I hadn’t looked very closely at the details of the protest. Answer Coalition, okay, 5-7 p.m. in UN Plaza. I missed the part where it said there was going to be a march. When they said we were heading to the Castro (nearly two miles away), I thought about returning to BART and calling it an evening. But hey, it won’t hurt to go at least a little way, right?

Next thing I know, I’m in the Castro.

I thought about splitting after a few blocks. But there was a cadre of six or seven people who had brought side-slung marching drums, a guy with a snare, somebody with a cowbell, and one brave guy with a trumpet (I’ve played brass in cold weather before; it sucks). Everything is better with drums. There’s a reason armies use them, and it isn’t just to keep everybody in step. I went along with those people for a while, enjoying the beat, but eventually outpaced them and caught up with another group that was doing lots of chants: anti-Trump things, “Black Lives Matter/Native Lives Matter/Trans Lives Matter,” socialist worker chants, chants in Spanish. Somewhere in there I noticed that our progress down the westbound lanes of Market was being facilitated by cops, and I started thanking them as I passed. One of them grinned and said that if he hadn’t been on duty, he probably would have been there anyway. Another said it was easy with a group like ours. Cars headed eastbound on Market, or waiting at the cross-streets, honked in support as we went by. And then I could see the giant rainbow flag up ahead, and, well, who could quit before reaching it?

Only we weren’t done there. We hung a left down Castro Street itself, then hooked back east on 18th. Where was our stopping point? I began to form a suspicion that we didn’t really have one. I asked one of the cops, and he just shrugged: he didn’t know, either. I checked my phone and discovered that if I got ahead of the march, I could hit Borderlands before it closed; we were headed that direction, but not fast enough. So I peeled off at last, stopped by to sign some things and stuff a pastry in my face, got back on the nearest bit of BART, and went home utterly exhausted.
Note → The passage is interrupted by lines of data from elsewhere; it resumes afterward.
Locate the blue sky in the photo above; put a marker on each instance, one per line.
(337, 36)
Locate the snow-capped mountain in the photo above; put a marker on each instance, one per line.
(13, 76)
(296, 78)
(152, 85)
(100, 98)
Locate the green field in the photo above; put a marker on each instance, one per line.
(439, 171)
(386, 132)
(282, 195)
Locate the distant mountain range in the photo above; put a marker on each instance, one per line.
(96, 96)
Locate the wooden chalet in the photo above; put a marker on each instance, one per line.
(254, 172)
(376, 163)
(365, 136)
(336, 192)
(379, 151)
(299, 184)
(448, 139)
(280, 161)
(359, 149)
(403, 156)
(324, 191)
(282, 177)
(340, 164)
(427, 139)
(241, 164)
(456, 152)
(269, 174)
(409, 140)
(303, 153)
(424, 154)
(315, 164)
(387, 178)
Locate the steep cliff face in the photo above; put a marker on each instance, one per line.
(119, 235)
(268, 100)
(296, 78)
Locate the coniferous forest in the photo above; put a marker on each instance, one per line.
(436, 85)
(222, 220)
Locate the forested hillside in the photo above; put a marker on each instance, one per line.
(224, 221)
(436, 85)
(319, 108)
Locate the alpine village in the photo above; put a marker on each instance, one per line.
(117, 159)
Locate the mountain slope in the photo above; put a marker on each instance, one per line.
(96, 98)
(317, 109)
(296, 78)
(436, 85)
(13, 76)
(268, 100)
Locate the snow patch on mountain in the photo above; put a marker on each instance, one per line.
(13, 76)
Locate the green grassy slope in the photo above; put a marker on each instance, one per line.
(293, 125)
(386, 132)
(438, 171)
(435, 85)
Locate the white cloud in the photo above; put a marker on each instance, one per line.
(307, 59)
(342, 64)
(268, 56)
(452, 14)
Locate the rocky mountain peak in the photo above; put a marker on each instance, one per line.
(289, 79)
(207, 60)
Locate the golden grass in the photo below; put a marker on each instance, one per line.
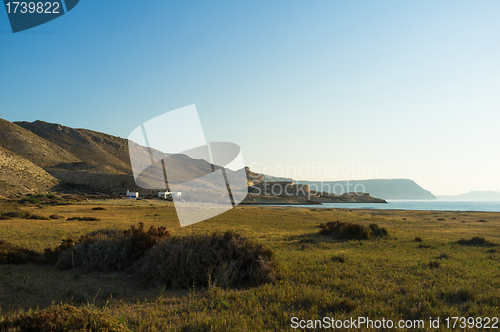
(392, 278)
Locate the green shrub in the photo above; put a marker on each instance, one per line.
(216, 259)
(17, 214)
(101, 253)
(83, 219)
(142, 240)
(476, 241)
(63, 318)
(31, 200)
(338, 258)
(378, 231)
(434, 264)
(14, 254)
(51, 256)
(37, 217)
(345, 230)
(107, 249)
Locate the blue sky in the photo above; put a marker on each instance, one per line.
(388, 89)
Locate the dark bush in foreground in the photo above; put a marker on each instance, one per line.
(14, 254)
(98, 253)
(476, 241)
(107, 249)
(338, 258)
(17, 214)
(345, 230)
(61, 319)
(83, 219)
(216, 259)
(31, 200)
(52, 255)
(378, 231)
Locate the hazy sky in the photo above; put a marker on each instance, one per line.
(363, 89)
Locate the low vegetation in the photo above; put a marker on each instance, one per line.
(14, 254)
(351, 231)
(217, 259)
(63, 318)
(447, 274)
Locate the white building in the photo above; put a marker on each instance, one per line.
(168, 194)
(132, 195)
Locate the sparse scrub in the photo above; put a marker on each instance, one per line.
(216, 259)
(434, 264)
(37, 217)
(338, 258)
(345, 230)
(83, 219)
(99, 253)
(476, 241)
(17, 214)
(108, 249)
(63, 318)
(52, 255)
(378, 231)
(31, 200)
(14, 254)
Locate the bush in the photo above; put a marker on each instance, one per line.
(63, 318)
(98, 253)
(338, 258)
(476, 241)
(17, 214)
(14, 254)
(37, 217)
(52, 255)
(434, 264)
(31, 200)
(107, 249)
(345, 230)
(83, 219)
(378, 231)
(215, 259)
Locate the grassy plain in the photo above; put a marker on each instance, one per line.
(396, 277)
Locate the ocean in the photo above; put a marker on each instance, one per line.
(431, 205)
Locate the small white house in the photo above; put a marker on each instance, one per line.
(132, 195)
(168, 194)
(164, 194)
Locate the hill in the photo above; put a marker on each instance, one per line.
(473, 195)
(40, 156)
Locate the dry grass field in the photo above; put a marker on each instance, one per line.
(421, 269)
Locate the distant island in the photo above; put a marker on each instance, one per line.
(384, 188)
(40, 157)
(473, 195)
But very, very glad I went. I wish I could have joined the Women’s March today, but that one was good, too. And today I get to see the pictures, which made me just a touch verklempt. I knew there were marches in a lot of major U.S. cities, but I had no idea there would be marches in so many not major cities, too. And in other countries. And on other continents. (I wondered out loud if that’s every woman in Antarctica right now, and possibly every human in Antarctica. Turns out that the staff of McMurdo Station is much larger than that, plus there are other stations down there, so no — but still. Every. Single. Continent.)

Donald Trump has insulted and threatened well over half the population of this country. (Women alone make up 50.8%. Add in all the black, Latino, Muslim, Jewish, queer, or otherwise targeted men, not to mention all the men who don’t see those groups as the enemy, and who knows what the number really is.) We have mobilized, in our hundreds of thousands, to show what we think of that.

It’s a beginning. Now let’s keep going.